Son hermanos y se llaman: Julián -12 años-, Pedro -10-, y Ricardo -8-, Jaso Pérez. Vinieron de Toluca a la Capital hace 4 meses, cuando murió su padre y siguiendo a su mamá, que fue internada en un Sanatorio para enfermos nerviosos.

Julián, huidizo y huraño, es el líder del grupo. La breve y dolorosa vida le ha enseñado a ser así. Vendía periódicos en su ciudad natal y gustaba de leer las notas rojas de “Últimas Noticias”. Ama los caballos y se muere por ver las luchas libres y por boxear, golpeando de esa manera inconsciente a la vida que tanto le ha herido. Pensó que la “gran” ciudad de México podría encontrar mejores medios de vida para él y sus hermanitos menores, pues no quiso que fueran una “carga” para su hermana, que se quedó en Toluca con una tía. Pero antes de emprender el viaje fabricó para cada uno, cajones de bolear. El suyo lo adornó con fieros retratos de luchadores pero todos los pequeños boleros, tuvieron que andar siempre a salto de mata porque les perseguían los “sindicalizados”, amenazándoles con quitarles cajas, cepillos y grasa.

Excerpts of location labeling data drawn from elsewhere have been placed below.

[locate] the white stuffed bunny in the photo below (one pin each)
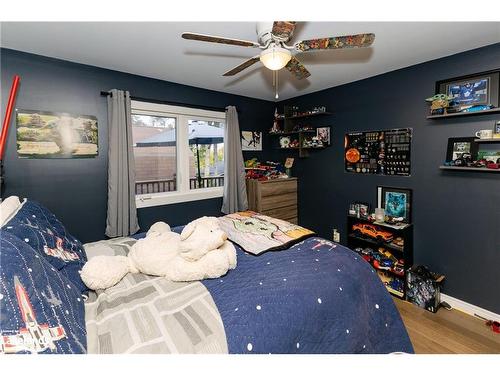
(200, 251)
(199, 237)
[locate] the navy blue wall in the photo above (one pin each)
(456, 214)
(76, 189)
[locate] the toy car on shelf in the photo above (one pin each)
(367, 254)
(398, 241)
(387, 254)
(372, 231)
(383, 264)
(398, 269)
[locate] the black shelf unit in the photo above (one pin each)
(291, 122)
(405, 252)
(468, 169)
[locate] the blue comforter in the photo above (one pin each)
(315, 297)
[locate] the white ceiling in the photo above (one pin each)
(156, 49)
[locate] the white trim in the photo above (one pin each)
(469, 308)
(158, 199)
(185, 111)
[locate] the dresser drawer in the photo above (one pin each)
(278, 201)
(284, 213)
(278, 187)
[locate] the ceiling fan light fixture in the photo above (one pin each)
(275, 58)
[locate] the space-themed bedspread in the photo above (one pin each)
(315, 297)
(257, 233)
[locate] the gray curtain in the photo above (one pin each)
(235, 193)
(122, 212)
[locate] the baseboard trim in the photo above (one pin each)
(469, 308)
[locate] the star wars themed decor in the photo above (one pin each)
(323, 135)
(461, 151)
(384, 152)
(251, 141)
(55, 135)
(471, 93)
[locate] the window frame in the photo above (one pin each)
(182, 116)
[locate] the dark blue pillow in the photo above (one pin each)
(41, 311)
(39, 228)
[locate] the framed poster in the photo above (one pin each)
(396, 202)
(323, 135)
(251, 141)
(481, 89)
(384, 152)
(459, 146)
(47, 135)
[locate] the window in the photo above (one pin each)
(178, 152)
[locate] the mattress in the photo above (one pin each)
(315, 297)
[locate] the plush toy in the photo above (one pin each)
(201, 251)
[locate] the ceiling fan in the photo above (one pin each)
(275, 55)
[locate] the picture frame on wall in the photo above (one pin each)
(56, 135)
(251, 141)
(481, 89)
(396, 202)
(458, 146)
(323, 135)
(360, 209)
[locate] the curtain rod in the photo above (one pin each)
(106, 93)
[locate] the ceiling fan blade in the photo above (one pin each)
(347, 41)
(283, 30)
(295, 67)
(219, 39)
(242, 66)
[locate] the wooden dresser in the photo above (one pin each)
(275, 198)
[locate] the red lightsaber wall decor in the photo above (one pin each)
(8, 113)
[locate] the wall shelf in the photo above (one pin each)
(487, 140)
(458, 114)
(469, 169)
(312, 131)
(293, 122)
(307, 115)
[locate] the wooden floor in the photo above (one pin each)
(447, 332)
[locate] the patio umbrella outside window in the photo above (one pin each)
(199, 134)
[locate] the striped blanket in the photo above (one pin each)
(146, 314)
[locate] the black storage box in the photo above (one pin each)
(424, 288)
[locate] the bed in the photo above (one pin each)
(313, 297)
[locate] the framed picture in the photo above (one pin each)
(323, 135)
(458, 146)
(51, 135)
(472, 90)
(251, 141)
(396, 202)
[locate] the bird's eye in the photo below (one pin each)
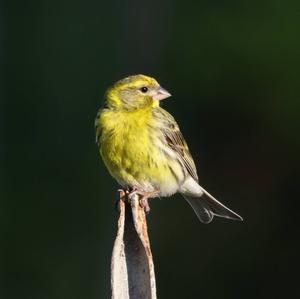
(144, 89)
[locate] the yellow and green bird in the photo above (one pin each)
(144, 150)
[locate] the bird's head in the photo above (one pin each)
(135, 92)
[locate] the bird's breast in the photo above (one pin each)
(130, 149)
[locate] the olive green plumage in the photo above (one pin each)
(143, 148)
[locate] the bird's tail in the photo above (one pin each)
(206, 207)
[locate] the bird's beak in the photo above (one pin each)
(161, 94)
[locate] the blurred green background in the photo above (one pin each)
(233, 68)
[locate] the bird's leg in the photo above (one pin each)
(123, 193)
(144, 196)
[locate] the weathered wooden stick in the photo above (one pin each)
(132, 268)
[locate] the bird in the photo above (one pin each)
(144, 150)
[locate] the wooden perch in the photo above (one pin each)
(132, 268)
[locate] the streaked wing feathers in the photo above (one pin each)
(177, 143)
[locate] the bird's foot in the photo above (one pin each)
(123, 193)
(144, 196)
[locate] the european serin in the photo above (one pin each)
(144, 150)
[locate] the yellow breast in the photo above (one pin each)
(128, 148)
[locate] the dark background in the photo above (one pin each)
(233, 68)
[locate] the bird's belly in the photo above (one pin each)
(134, 160)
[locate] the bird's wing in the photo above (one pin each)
(176, 142)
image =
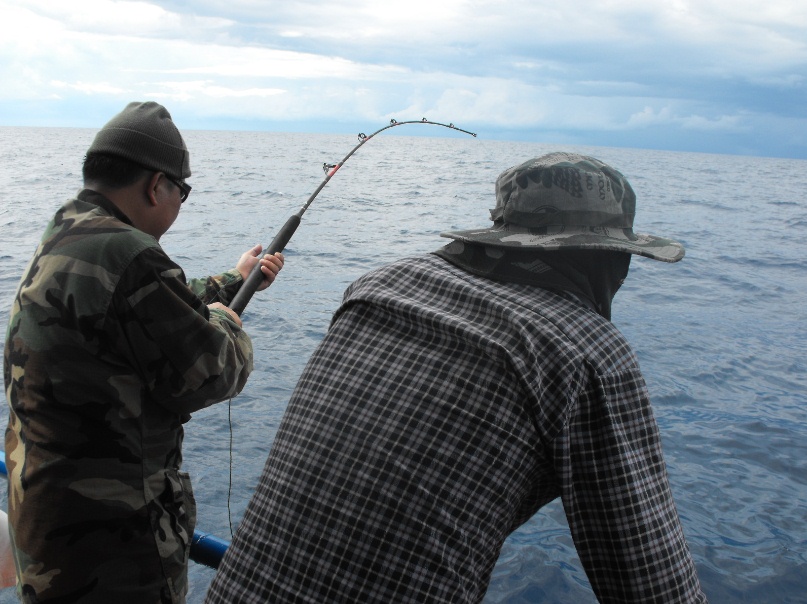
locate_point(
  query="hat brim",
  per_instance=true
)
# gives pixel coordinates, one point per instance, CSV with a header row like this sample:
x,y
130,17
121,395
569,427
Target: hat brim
x,y
581,238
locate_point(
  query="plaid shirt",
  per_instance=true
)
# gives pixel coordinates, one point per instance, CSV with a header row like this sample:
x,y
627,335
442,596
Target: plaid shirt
x,y
439,413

Julián, Pedro y Ricardo, tres hermanitos mexicanos habían hecho su hogar en un costado de Bellas Artes.

Pedro, el de en medio, es muy reservado, pero cuando se trata de vacas quiere tener una “para él sólo” y México no le agradó de primera intención, porque no veía animales por ningún lado. Ricardo, el más pequeño, es un manojo de nervios. Pronto aprendió la elemental acrobacia de tomar los camiones a plena marcha, con su fajo de periódicos bajo el brazo… “cuando había dinero para comprarlos”. Sus ojos parpadean como intermitentes luces neón y como cualquier chiquillo, gusta enormemente de los cuentos de “Tom & Jerry”.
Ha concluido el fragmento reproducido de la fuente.